Lucky the girl whose mother sees womanhood
begin to bloom upon her daughter
and can accept and love that this is so.
Lucky the girl whose mother does not see
this fruitfulness of summer on its way
and out of envy burn the crop
with remarks that wither, deprecate,
or fill with fear.
Lucky the girl who can lie in fever,
trusting her face into the hand of she
who gave her birth, and while she sleeps
her mother dreams for her,
the pleasures of her body,
beginning to come near.
These pleasures, so acute they take the form
of lemons that become a map of all the world,
and this becomes the way her body,
when she’s born a second time,
will learn geographies of love;
geographies of continental drift,
of hands and eyes and cunt and skin,
geographies of sweat and swamp and lakes at morning
when the mutual greeting of a smile
is all the world has need of to insure
it long primordial spin.
For all is swelling here,
behind the heat of fever in her face,
the garlic buds engorge,
and nearby apples begin their swell,
though true, till now,
she’s been more like the promise of a bean.

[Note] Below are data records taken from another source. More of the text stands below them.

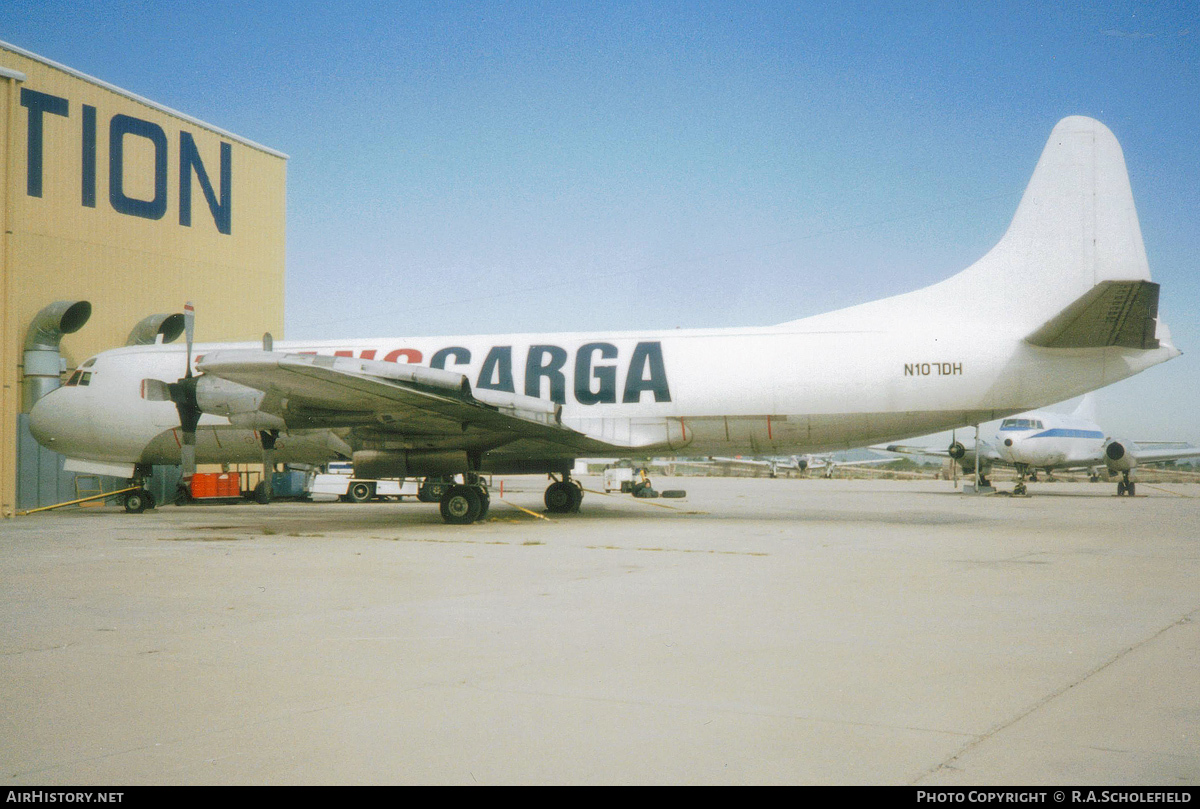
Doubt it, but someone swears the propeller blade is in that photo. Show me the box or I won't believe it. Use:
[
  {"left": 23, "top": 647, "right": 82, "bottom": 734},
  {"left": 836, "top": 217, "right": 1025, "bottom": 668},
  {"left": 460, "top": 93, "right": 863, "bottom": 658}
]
[
  {"left": 179, "top": 431, "right": 196, "bottom": 484},
  {"left": 184, "top": 301, "right": 196, "bottom": 377}
]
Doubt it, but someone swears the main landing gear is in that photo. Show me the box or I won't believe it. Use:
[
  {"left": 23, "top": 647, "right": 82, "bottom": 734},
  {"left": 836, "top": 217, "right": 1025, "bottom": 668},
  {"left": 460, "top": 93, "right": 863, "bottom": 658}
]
[
  {"left": 1013, "top": 465, "right": 1038, "bottom": 496},
  {"left": 121, "top": 467, "right": 157, "bottom": 514},
  {"left": 440, "top": 473, "right": 492, "bottom": 526},
  {"left": 545, "top": 472, "right": 583, "bottom": 514}
]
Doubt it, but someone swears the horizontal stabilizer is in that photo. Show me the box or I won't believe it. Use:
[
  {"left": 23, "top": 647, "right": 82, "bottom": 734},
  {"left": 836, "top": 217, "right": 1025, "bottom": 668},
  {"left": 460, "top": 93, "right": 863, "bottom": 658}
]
[{"left": 1025, "top": 281, "right": 1158, "bottom": 350}]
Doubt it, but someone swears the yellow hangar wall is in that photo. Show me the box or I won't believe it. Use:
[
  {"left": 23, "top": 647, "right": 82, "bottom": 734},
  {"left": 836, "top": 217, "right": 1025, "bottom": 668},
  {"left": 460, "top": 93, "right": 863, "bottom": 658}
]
[{"left": 0, "top": 42, "right": 287, "bottom": 516}]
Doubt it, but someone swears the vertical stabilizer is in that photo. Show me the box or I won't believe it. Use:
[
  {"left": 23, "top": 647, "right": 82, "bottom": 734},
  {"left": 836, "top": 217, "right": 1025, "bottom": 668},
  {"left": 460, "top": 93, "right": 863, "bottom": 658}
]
[{"left": 792, "top": 116, "right": 1157, "bottom": 333}]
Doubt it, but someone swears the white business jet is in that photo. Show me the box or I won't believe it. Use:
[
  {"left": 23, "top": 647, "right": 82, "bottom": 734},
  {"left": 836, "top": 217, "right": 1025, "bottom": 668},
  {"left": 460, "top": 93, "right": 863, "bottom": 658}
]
[
  {"left": 31, "top": 118, "right": 1180, "bottom": 523},
  {"left": 709, "top": 453, "right": 896, "bottom": 478},
  {"left": 887, "top": 396, "right": 1200, "bottom": 497}
]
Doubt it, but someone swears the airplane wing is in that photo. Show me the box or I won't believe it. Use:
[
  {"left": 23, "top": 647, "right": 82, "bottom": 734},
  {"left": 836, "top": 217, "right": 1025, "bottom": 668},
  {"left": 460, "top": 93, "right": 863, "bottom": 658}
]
[{"left": 197, "top": 350, "right": 613, "bottom": 455}]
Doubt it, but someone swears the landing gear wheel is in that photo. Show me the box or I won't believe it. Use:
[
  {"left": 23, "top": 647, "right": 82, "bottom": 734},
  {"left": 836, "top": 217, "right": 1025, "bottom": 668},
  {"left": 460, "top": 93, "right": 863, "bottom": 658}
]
[
  {"left": 416, "top": 479, "right": 449, "bottom": 503},
  {"left": 125, "top": 489, "right": 150, "bottom": 514},
  {"left": 442, "top": 484, "right": 484, "bottom": 526},
  {"left": 545, "top": 480, "right": 583, "bottom": 514}
]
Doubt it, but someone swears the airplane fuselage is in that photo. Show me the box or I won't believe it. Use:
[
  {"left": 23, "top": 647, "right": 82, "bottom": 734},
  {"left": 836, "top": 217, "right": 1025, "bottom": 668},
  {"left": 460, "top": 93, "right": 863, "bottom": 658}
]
[{"left": 34, "top": 320, "right": 1166, "bottom": 465}]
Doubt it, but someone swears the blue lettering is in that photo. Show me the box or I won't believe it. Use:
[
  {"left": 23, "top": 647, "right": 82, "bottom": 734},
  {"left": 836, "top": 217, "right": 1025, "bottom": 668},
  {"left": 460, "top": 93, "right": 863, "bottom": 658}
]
[
  {"left": 80, "top": 104, "right": 96, "bottom": 208},
  {"left": 20, "top": 88, "right": 70, "bottom": 197},
  {"left": 179, "top": 132, "right": 233, "bottom": 234},
  {"left": 108, "top": 115, "right": 167, "bottom": 220}
]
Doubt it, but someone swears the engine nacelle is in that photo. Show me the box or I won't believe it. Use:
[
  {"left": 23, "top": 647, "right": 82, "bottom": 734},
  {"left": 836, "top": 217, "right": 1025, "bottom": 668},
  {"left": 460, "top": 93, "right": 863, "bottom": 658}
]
[
  {"left": 196, "top": 376, "right": 287, "bottom": 430},
  {"left": 1104, "top": 438, "right": 1138, "bottom": 474}
]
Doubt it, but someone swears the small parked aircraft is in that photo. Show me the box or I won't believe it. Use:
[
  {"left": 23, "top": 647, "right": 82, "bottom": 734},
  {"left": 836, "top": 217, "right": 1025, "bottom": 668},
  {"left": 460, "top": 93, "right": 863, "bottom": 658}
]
[{"left": 887, "top": 396, "right": 1200, "bottom": 497}]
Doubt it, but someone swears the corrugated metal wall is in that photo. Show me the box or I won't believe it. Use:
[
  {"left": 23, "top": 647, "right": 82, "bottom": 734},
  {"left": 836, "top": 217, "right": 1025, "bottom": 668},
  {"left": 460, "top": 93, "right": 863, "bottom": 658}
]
[{"left": 0, "top": 43, "right": 287, "bottom": 516}]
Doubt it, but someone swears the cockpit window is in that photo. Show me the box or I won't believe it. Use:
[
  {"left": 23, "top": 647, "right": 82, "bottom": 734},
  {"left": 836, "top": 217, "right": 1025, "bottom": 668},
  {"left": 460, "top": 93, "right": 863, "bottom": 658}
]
[{"left": 1000, "top": 419, "right": 1042, "bottom": 430}]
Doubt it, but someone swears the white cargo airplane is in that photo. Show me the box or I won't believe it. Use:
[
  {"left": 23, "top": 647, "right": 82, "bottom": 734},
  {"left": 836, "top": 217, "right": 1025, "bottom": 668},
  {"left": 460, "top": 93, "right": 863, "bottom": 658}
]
[
  {"left": 887, "top": 396, "right": 1200, "bottom": 497},
  {"left": 31, "top": 118, "right": 1180, "bottom": 523}
]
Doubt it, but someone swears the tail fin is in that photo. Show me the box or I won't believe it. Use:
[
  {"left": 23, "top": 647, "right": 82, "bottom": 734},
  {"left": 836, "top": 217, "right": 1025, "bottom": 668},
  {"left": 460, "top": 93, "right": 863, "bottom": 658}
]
[
  {"left": 1072, "top": 394, "right": 1096, "bottom": 423},
  {"left": 787, "top": 116, "right": 1158, "bottom": 336},
  {"left": 947, "top": 116, "right": 1157, "bottom": 336}
]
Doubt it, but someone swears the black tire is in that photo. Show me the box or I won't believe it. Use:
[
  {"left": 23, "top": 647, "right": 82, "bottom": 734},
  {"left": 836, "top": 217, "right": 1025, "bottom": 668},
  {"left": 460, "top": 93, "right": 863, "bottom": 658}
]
[
  {"left": 544, "top": 480, "right": 583, "bottom": 514},
  {"left": 442, "top": 485, "right": 482, "bottom": 526},
  {"left": 125, "top": 489, "right": 148, "bottom": 514},
  {"left": 346, "top": 480, "right": 374, "bottom": 503}
]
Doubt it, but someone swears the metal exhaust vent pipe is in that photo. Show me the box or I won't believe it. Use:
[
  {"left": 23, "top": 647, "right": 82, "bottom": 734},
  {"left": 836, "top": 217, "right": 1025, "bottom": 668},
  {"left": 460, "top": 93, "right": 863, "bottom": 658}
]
[
  {"left": 125, "top": 312, "right": 184, "bottom": 346},
  {"left": 22, "top": 300, "right": 91, "bottom": 413}
]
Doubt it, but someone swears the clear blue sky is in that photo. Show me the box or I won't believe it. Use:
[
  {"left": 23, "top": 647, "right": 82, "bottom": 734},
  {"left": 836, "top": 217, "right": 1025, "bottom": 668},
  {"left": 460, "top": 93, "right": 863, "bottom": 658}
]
[{"left": 0, "top": 0, "right": 1200, "bottom": 443}]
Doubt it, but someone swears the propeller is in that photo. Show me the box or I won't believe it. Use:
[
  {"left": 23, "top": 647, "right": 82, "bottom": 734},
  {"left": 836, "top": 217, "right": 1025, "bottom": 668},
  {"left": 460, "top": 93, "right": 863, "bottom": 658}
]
[
  {"left": 142, "top": 301, "right": 200, "bottom": 485},
  {"left": 948, "top": 430, "right": 966, "bottom": 489}
]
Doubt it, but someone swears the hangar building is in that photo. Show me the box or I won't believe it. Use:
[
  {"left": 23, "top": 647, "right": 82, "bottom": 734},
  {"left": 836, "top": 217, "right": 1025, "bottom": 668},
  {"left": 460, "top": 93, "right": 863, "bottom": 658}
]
[{"left": 0, "top": 42, "right": 287, "bottom": 517}]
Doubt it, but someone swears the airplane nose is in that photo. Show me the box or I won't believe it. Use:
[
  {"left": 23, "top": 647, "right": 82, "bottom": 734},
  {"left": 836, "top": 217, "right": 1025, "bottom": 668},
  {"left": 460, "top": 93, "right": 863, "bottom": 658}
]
[{"left": 29, "top": 388, "right": 92, "bottom": 455}]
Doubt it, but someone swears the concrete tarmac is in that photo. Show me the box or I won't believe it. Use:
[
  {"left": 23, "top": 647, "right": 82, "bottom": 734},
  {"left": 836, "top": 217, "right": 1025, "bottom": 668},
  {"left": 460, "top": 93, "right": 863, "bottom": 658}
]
[{"left": 0, "top": 478, "right": 1200, "bottom": 787}]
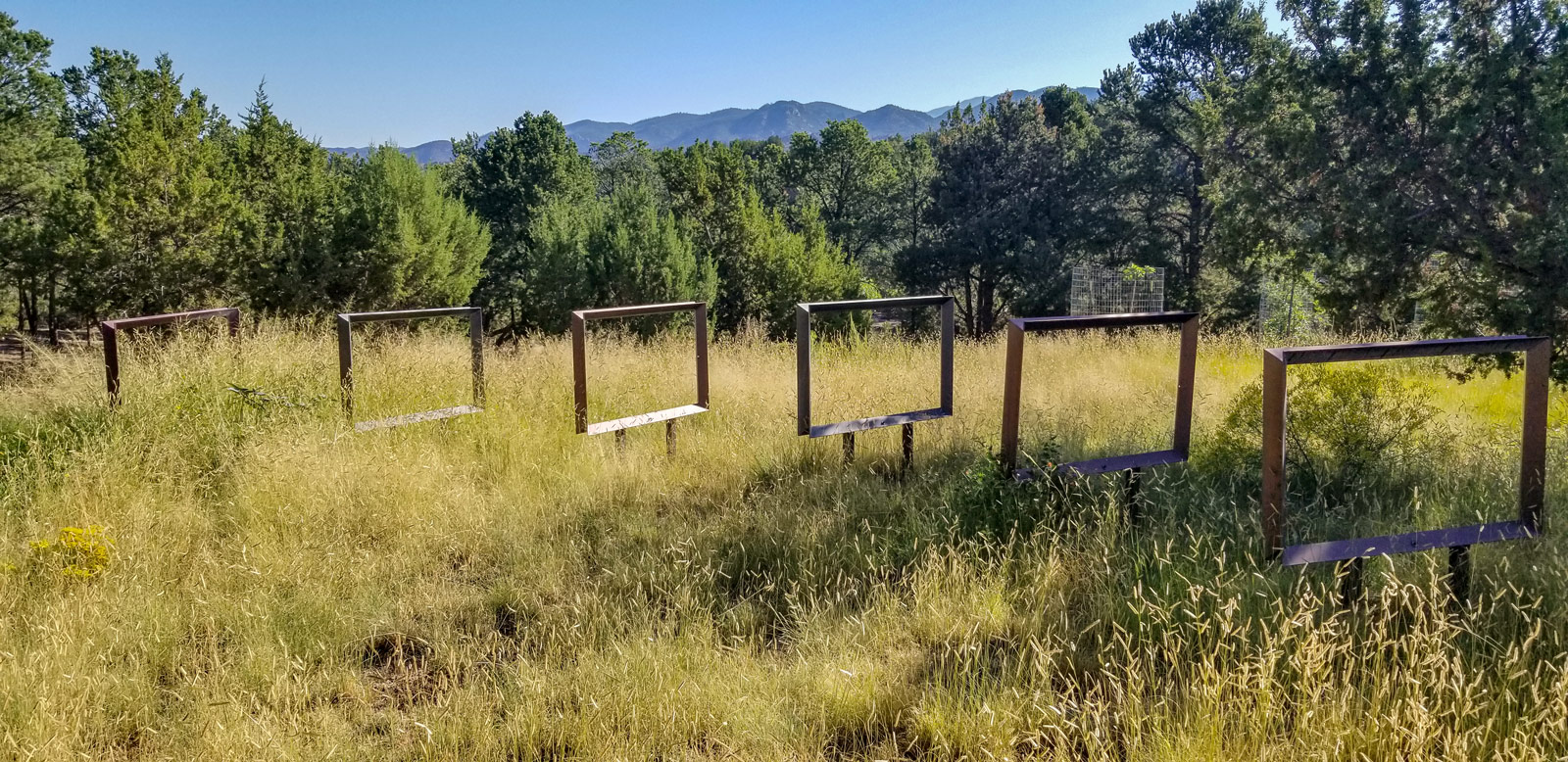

Lucky the girl whose mother does not take alarm,
but says to her daughter,
Darling, let your body tie you in, in comfort,
and know there is nothing in our body
that will ever tell you lies,
that all this which seems new
is telling you its truth.
Lucky the girl whose mother,
like a wise old tree,
can reassure her stringbean girl;
lucky the girl who mother loves to make way
for the season of her daughter’s time.